February. 1834. Saturday. 1st.

Monday. 3d.

Sunday. 2d. CFA

1834-02-02

Sunday. 2d. CFA
Sunday. 2d.

A lovely day as I have ever seen at this season of the year. We attended divine service all day and heard Mr. Frothingham. Matthew 22. 39. “The second is like unto it, Thou shalt love thy neighbor as thyself.” An examination of this passage which condenses the whole 256of theology into Love of the Creator and the created, which gives little that is new but thoroughly refines and purifies the old.

Luke 12. 16–22. The parable of the rich man accummulating his gains, the question, what his offence? not his wealth, not his industry, but his presumption, in imagining that he was the director and ruler of all his prosperity. Adam Smith has much to say upon the subject of Fortune. Plutarch tells us Sylla relied much upon his Fortune. We know Julius Caesar’s speech to the Boatman. Lord Bacon says it is productive of failure to attribute events too much to one’s own agency. Addison has remarked the frequency with which acts you anticipate as certain will not happen. Why are not all these manifestations of the same presumption which cost the rich man in the parable his life? I believe in my fortune, or in other words in the divine care of a superintending Providence, which has done for me what my own agency never could have brought about.

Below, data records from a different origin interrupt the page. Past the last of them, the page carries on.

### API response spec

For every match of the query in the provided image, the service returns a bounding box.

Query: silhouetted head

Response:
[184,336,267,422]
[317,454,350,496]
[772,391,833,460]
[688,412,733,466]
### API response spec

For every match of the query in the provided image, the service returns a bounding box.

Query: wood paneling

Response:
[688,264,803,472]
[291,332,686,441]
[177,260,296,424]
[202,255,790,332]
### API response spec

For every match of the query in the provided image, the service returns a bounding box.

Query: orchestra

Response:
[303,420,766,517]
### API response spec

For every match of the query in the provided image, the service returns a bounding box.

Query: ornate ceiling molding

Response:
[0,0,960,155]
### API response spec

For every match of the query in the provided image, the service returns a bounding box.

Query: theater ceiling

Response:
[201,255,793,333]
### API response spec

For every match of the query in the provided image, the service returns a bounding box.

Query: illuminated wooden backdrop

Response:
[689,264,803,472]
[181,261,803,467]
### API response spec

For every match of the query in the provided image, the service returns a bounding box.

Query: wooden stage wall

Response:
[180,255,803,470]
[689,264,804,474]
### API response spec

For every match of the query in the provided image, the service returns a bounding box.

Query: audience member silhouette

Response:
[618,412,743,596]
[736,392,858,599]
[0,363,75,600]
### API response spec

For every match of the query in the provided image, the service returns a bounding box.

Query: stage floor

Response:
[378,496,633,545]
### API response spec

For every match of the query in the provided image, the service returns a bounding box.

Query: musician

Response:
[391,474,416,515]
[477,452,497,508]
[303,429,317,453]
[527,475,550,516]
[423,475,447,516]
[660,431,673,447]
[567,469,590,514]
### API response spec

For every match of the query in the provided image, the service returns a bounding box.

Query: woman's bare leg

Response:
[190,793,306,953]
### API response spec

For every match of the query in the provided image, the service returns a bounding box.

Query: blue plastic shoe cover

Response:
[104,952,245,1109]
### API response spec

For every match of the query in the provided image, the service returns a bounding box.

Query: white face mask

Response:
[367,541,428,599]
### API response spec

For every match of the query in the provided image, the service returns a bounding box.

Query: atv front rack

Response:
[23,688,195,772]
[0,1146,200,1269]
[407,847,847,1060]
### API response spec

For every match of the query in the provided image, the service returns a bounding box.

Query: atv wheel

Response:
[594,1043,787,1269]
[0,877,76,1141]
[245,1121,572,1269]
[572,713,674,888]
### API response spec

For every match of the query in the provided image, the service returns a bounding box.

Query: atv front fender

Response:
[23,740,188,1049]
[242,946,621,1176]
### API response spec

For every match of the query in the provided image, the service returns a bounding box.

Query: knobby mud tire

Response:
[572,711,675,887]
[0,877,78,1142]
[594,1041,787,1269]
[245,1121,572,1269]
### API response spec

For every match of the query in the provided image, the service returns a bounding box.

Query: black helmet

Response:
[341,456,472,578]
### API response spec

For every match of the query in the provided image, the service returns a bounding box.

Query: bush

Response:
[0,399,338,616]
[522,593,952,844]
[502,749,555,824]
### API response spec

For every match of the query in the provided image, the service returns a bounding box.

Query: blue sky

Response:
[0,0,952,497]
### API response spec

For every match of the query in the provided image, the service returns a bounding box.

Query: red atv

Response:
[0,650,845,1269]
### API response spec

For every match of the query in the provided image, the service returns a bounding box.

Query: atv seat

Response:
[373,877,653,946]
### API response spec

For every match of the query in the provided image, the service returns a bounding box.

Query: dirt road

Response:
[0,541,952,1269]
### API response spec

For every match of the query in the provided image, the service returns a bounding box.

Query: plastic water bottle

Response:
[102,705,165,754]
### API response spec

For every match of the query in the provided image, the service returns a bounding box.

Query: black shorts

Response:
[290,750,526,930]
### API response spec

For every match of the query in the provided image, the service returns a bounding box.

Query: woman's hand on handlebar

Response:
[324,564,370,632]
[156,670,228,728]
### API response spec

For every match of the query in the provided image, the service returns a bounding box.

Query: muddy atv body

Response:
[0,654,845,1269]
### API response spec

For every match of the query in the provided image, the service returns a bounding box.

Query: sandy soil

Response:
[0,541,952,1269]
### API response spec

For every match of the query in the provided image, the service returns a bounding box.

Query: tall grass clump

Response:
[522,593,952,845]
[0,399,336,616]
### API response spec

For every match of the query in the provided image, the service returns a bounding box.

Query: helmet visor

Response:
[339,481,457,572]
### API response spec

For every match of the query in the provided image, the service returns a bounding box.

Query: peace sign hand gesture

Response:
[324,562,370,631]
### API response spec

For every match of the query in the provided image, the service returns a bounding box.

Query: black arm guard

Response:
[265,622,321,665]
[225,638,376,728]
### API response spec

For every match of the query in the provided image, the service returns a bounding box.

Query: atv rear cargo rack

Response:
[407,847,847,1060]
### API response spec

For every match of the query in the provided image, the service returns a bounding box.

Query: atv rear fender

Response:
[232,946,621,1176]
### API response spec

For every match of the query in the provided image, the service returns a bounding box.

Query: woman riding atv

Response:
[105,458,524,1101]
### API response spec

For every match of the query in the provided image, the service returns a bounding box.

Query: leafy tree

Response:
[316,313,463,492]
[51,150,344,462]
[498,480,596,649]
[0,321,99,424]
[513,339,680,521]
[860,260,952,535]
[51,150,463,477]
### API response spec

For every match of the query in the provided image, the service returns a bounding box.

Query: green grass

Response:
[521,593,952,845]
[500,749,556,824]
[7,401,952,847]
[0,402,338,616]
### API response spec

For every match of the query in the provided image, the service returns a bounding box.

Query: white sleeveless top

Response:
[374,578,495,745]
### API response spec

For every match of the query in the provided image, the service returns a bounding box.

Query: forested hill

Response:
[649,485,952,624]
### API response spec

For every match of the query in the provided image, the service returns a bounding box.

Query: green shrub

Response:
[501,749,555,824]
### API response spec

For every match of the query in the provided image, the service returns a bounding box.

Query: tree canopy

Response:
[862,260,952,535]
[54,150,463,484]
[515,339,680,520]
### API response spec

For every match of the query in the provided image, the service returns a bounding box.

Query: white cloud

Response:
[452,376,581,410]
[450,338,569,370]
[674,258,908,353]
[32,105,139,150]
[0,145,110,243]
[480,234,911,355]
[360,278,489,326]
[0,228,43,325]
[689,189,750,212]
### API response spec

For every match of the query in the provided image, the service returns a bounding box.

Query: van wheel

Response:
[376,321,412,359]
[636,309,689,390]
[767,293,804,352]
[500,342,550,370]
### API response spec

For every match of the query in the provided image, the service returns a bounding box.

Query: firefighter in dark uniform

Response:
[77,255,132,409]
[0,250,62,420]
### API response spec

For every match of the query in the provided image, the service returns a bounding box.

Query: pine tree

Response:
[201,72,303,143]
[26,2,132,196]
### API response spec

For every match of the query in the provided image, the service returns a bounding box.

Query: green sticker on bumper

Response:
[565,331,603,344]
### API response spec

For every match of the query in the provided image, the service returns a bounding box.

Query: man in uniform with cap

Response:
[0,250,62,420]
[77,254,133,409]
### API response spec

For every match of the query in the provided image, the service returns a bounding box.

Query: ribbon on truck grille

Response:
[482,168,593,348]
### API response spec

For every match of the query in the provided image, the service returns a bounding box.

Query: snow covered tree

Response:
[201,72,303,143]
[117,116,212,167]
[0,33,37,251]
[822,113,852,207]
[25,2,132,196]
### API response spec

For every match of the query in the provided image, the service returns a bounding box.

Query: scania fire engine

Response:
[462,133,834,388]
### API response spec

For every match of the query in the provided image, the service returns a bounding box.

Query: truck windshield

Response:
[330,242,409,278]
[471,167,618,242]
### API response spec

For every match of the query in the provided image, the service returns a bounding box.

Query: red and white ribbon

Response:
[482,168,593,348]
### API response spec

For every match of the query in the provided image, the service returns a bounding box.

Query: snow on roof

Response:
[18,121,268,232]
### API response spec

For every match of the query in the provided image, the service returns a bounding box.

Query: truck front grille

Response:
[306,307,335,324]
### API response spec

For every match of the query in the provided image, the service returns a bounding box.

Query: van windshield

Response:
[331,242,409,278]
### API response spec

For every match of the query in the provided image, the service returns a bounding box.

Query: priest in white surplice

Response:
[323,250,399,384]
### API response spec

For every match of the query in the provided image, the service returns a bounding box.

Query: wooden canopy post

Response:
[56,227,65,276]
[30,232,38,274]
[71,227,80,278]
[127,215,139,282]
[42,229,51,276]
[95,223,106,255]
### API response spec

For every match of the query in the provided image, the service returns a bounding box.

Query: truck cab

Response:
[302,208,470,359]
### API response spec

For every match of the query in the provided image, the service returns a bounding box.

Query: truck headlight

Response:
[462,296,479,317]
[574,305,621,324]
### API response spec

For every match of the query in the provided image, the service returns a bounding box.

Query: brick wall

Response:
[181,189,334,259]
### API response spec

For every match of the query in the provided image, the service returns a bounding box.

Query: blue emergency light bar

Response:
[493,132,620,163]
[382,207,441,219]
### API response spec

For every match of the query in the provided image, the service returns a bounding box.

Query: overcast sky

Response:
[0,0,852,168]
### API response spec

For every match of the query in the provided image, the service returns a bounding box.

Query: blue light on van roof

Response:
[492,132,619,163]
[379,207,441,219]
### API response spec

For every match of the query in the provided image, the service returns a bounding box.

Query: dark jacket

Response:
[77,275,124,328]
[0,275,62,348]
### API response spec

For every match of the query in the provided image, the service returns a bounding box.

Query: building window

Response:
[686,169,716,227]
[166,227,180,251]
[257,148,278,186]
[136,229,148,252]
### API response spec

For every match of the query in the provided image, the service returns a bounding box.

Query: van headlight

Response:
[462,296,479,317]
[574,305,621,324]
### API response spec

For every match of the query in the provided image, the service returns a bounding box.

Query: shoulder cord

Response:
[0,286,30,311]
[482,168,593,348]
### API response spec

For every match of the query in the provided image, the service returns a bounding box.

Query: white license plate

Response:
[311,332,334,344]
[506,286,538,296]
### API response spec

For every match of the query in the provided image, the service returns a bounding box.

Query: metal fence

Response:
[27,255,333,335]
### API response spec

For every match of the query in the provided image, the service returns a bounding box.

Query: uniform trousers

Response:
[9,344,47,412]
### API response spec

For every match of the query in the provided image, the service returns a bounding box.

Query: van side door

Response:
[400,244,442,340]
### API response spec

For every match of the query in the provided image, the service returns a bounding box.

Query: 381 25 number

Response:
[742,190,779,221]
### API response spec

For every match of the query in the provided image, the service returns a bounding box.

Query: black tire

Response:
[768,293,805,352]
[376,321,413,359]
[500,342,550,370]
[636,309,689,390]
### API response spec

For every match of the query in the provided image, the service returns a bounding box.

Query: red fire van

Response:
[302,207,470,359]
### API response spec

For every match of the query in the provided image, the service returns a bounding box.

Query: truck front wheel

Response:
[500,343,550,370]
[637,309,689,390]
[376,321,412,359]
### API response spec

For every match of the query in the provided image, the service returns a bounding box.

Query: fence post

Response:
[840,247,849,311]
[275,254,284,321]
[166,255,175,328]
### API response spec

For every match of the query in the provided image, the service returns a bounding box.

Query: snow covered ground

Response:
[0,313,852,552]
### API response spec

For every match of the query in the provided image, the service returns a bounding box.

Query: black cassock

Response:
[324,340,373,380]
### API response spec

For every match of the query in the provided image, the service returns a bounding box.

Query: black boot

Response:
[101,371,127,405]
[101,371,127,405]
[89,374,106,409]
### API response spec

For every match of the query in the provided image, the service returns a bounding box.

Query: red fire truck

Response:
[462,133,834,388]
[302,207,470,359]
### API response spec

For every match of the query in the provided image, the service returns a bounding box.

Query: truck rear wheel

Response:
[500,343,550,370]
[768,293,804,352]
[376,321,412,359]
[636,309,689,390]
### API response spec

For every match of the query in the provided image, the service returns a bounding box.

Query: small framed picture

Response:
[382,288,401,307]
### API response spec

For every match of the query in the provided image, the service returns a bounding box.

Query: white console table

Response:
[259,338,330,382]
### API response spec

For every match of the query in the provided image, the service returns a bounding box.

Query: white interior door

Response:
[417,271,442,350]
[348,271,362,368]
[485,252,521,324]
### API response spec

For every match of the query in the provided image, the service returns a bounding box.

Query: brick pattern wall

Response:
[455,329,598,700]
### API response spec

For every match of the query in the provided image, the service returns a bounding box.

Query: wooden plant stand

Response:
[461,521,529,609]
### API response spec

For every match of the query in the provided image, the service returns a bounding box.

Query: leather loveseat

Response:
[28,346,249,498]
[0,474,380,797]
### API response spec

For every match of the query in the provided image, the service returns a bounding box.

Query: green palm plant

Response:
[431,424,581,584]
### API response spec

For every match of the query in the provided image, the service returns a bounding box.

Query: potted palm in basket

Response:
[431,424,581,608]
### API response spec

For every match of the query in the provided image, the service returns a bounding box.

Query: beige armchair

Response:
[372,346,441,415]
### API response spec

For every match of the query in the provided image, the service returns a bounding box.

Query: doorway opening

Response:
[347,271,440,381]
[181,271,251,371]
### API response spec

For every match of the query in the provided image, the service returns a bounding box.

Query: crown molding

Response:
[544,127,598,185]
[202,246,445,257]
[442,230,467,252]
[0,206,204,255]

Read a Sermon of Atterbury. Matthew 25. 40. “Verily I say unto you, inasmuch as ye have done it unto one of the least of these my brethren, ye have done it unto me.” He considers first how it is that acts of mercy are decided to rank first at the day of judgment. Secondly, why, when done to the poor they are said to be done to the Saviour himself. A charity Sermon, but it is not filled out at all. Evening, Mr. and Miss Beale called in and passed an hour. She looks quite sick.